Oublier que le gouvernement provincial, plutôt que de sortir sa loupe du tiroir, préfère porter des oillères pour surtout ne pas voir que le milieu de la construction est gangrené jusqu’à l’os. 

Oublier qu’on est encore obligés de se battre pour notre langue et notre identité. Qu’on passe encore pour des racistes dans le Globe and Mail parce qu’on refuse que la liberté de religion prime sur les droits des femmes et sur tout le reste. Alors que tout ce qu’on veut, au fond, c’est chanter avec Daniel Boucher que c’est à notre tour d’ouvrir la maison chez nous, pis de pas se gêner pour dire qu’on l’aime, pis que c’est de même que ça se passe, de même qu’on a le goût que ce soit.

Oublier que l’on vit au Canada. Que le pays est dirigé de la main droite par une poignée de conservateurs dont les techniques de marketing politique s’inspirent des campagnes de salissage à l’américaine.

Oublier que le Parlement peut être prorogé en toute impunité, sans que les portes de nos maisons ne s’ouvrent à la volée, dans un bruyant claquement multiplié par milliers, pour qu’on se jette dans la rue afin de hurler notre profond désaccord avec ces stratégies d’évitement. Oublier toutes les questions que le gouvernement veut éviter, aussi, sur l’environnement, le transfert des prisonniers afghans, la torture, Droits et Démocratie, Omar Khadr.

Oublier qu’à tous les niveaux de gouvernance, on trouve des traces d’ingérence. Qu’à tous les paliers, on s’inquiète de possibles cas de copinage, avec des évaluateurs, des entrepreneurs, des pétrolières… Qu’on accepte même seulement l’idée d’une telle éventualité sans arracher notre chemise.

Oublier que la démocratie n’a rien à voir avec tout ça, quoi qu’en disent certains élus qui ne sont démocrates qu’au jour de l’élection.

Vous me suivez? Vous venez faire un tour?

Pour oublier, plonger dans le delta de lumière chaude que le soleil fait couler sur la ville. Les joues rougies par la fraîche de mars, sentir quand même que les rayons sont chauds à mesure qu’ils nous frottent la peau.

Marcher la ville d’un bout à l’autre s’il le faut, de La Baie à Jonquière, se rendre à Alma, en se moquant du ruissellement brunâtre des eaux de fonte sur les trottoirs, et du vent qui soulève des tempêtes de poussière laissée par l’hiver.

On se soignera tous ensemble par quelque mixture permettant l’amnésie, si ça se peut. Sinon, on s’accrochera à ce qu’on trouvera de beau. Dans le paysage. Dans le sourire des autres passants. Ou alors, là où l’art se pointera.

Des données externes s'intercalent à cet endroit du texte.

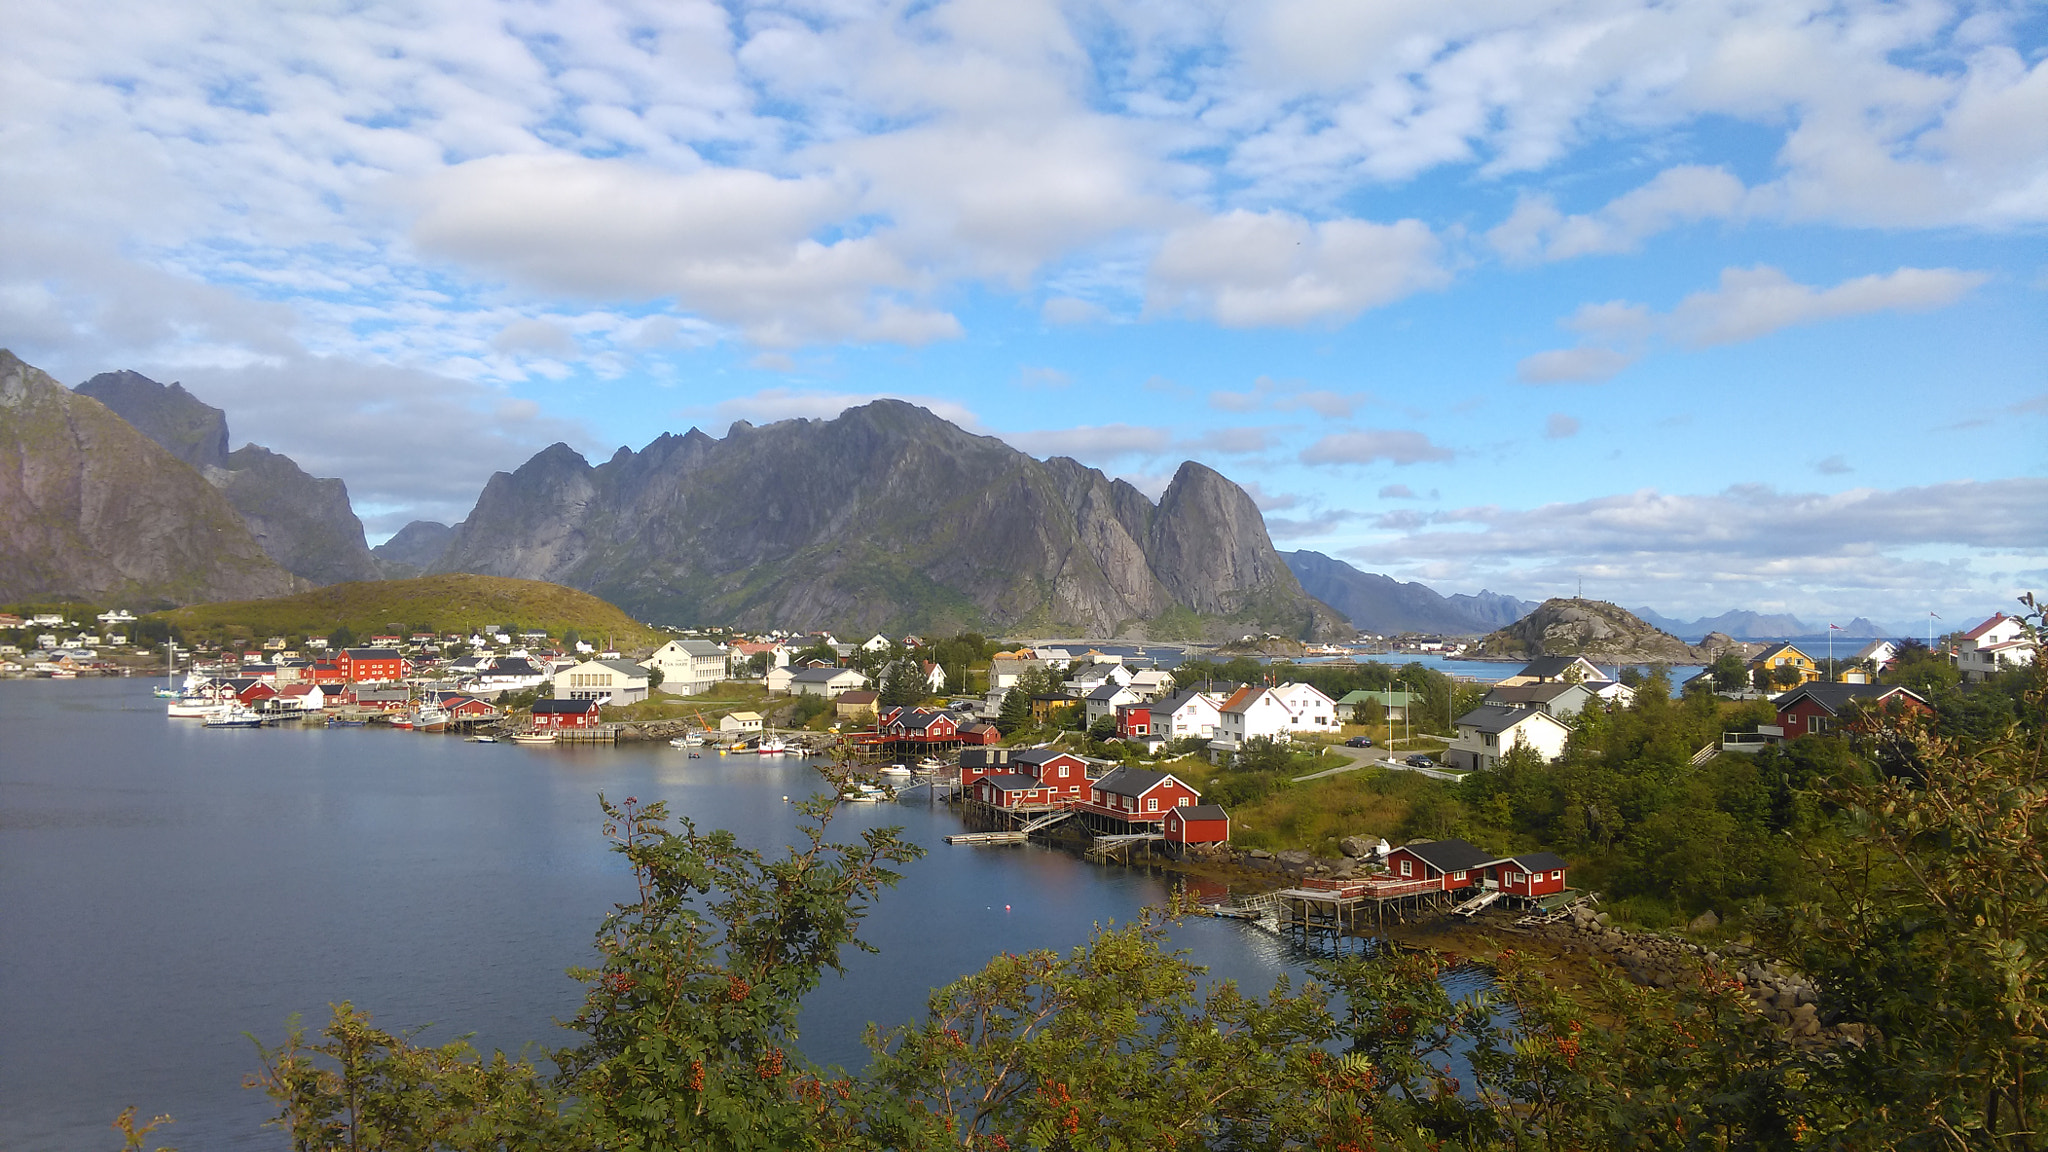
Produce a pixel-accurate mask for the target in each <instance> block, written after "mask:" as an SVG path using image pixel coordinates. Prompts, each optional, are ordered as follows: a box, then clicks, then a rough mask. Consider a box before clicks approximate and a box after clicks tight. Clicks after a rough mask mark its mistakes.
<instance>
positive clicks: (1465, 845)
mask: <svg viewBox="0 0 2048 1152" xmlns="http://www.w3.org/2000/svg"><path fill="white" fill-rule="evenodd" d="M1495 859H1497V857H1493V855H1491V853H1483V851H1479V847H1475V845H1470V842H1466V840H1423V842H1421V845H1401V847H1399V849H1395V851H1391V853H1386V873H1389V875H1391V877H1393V879H1407V881H1427V883H1432V888H1438V890H1442V892H1458V890H1460V888H1473V886H1477V883H1479V879H1481V875H1483V871H1485V867H1487V865H1489V863H1493V861H1495Z"/></svg>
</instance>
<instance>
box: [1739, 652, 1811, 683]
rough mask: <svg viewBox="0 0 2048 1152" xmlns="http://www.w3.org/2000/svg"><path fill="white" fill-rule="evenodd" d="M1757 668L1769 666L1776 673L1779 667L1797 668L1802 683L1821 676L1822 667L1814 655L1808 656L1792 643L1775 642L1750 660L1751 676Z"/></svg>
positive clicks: (1787, 667) (1798, 674)
mask: <svg viewBox="0 0 2048 1152" xmlns="http://www.w3.org/2000/svg"><path fill="white" fill-rule="evenodd" d="M1757 668H1769V670H1772V672H1774V674H1776V672H1778V668H1796V670H1798V683H1800V685H1804V683H1810V681H1819V678H1821V668H1819V666H1817V664H1815V662H1812V656H1806V654H1804V652H1800V650H1798V648H1792V646H1790V644H1774V646H1769V648H1765V650H1763V652H1761V654H1759V656H1757V658H1755V660H1751V662H1749V670H1751V676H1753V674H1755V670H1757ZM1788 687H1798V685H1788Z"/></svg>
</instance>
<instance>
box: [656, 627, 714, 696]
mask: <svg viewBox="0 0 2048 1152" xmlns="http://www.w3.org/2000/svg"><path fill="white" fill-rule="evenodd" d="M641 666H643V668H662V691H668V693H676V695H686V697H694V695H698V693H709V691H711V689H713V687H715V685H717V683H719V681H723V678H725V648H723V646H719V644H713V642H709V640H670V642H668V644H664V646H662V648H655V650H653V656H649V658H645V660H641Z"/></svg>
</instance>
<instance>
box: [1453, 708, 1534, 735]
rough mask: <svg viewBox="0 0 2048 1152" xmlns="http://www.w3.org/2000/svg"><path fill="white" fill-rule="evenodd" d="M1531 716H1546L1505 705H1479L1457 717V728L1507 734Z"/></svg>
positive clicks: (1482, 731)
mask: <svg viewBox="0 0 2048 1152" xmlns="http://www.w3.org/2000/svg"><path fill="white" fill-rule="evenodd" d="M1532 715H1548V713H1546V711H1536V709H1530V707H1505V705H1495V703H1489V705H1481V707H1475V709H1473V711H1468V713H1464V715H1460V717H1458V728H1477V730H1481V732H1507V730H1509V728H1513V726H1516V724H1522V722H1524V719H1528V717H1532Z"/></svg>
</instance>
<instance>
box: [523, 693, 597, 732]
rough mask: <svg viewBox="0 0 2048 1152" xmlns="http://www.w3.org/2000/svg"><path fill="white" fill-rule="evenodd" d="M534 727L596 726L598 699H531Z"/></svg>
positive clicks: (563, 727) (575, 727) (594, 726)
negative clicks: (596, 699) (534, 700)
mask: <svg viewBox="0 0 2048 1152" xmlns="http://www.w3.org/2000/svg"><path fill="white" fill-rule="evenodd" d="M532 726H535V728H596V726H598V701H594V699H539V701H532Z"/></svg>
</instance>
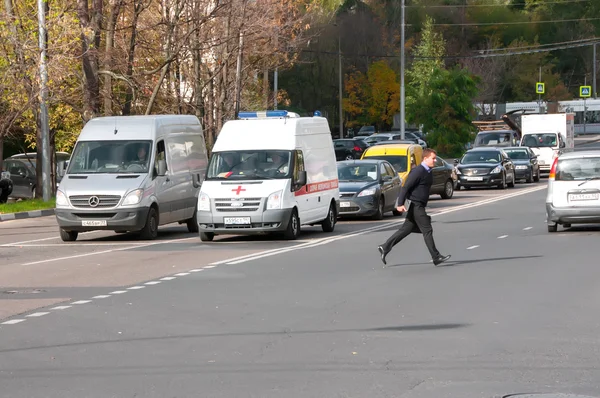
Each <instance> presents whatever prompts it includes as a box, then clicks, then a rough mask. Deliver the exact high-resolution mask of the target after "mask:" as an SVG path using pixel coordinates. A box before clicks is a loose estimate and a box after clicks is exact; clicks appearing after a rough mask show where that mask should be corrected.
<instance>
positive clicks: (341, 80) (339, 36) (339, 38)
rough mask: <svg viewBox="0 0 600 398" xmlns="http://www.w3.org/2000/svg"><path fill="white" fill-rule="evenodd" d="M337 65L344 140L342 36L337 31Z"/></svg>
mask: <svg viewBox="0 0 600 398" xmlns="http://www.w3.org/2000/svg"><path fill="white" fill-rule="evenodd" d="M338 64H339V68H340V76H339V80H340V82H339V83H340V84H339V92H338V96H339V97H340V138H344V115H343V110H342V35H341V34H340V32H339V31H338Z"/></svg>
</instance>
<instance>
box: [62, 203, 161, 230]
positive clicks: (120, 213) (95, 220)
mask: <svg viewBox="0 0 600 398" xmlns="http://www.w3.org/2000/svg"><path fill="white" fill-rule="evenodd" d="M149 210H150V208H149V207H140V208H133V209H126V210H125V209H123V210H120V209H119V210H113V211H102V212H100V211H95V212H91V211H81V210H71V209H55V210H54V213H55V215H56V221H57V222H58V226H59V227H60V228H62V229H64V230H66V231H77V232H83V231H97V230H106V231H139V230H141V229H142V228H144V225H146V219H147V218H148V211H149ZM104 222H106V225H101V224H104ZM84 223H87V224H91V225H83V224H84Z"/></svg>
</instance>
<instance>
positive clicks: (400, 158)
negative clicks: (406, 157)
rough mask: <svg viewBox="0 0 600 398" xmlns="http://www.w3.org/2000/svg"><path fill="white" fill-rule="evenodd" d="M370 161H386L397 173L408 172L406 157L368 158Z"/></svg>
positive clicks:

Parfois, je me dis que ce doit être un peu à ça que sert la culture. À évacuer tout le reste. C’est à se demander pourquoi les gouvernements n’investissent pas plus dans ce secteur. Soupape par excellence, l’art pourrait être l’opium de notre peuple.

Moi qui aime l’ivresse, ma vie friserait continuellement le delirium tremens. Je m’abandonnerais à cette vie crasse, me vautrant dans l’absence et l’ignorance. Comme d’autres devant le téléviseur. Et on finirait par me retracer sous un pont, comme l’Edgar de Jean Leloup, retrouvé gris dans le canal.

Je serais saoul de création. Et alors que je sombrerais dans cette absence, les politicailleries pourraient suivre leur cours sans que je n’en glisse le moindre mot.

Dire que tout ça vient d’un mardi ensoleillé.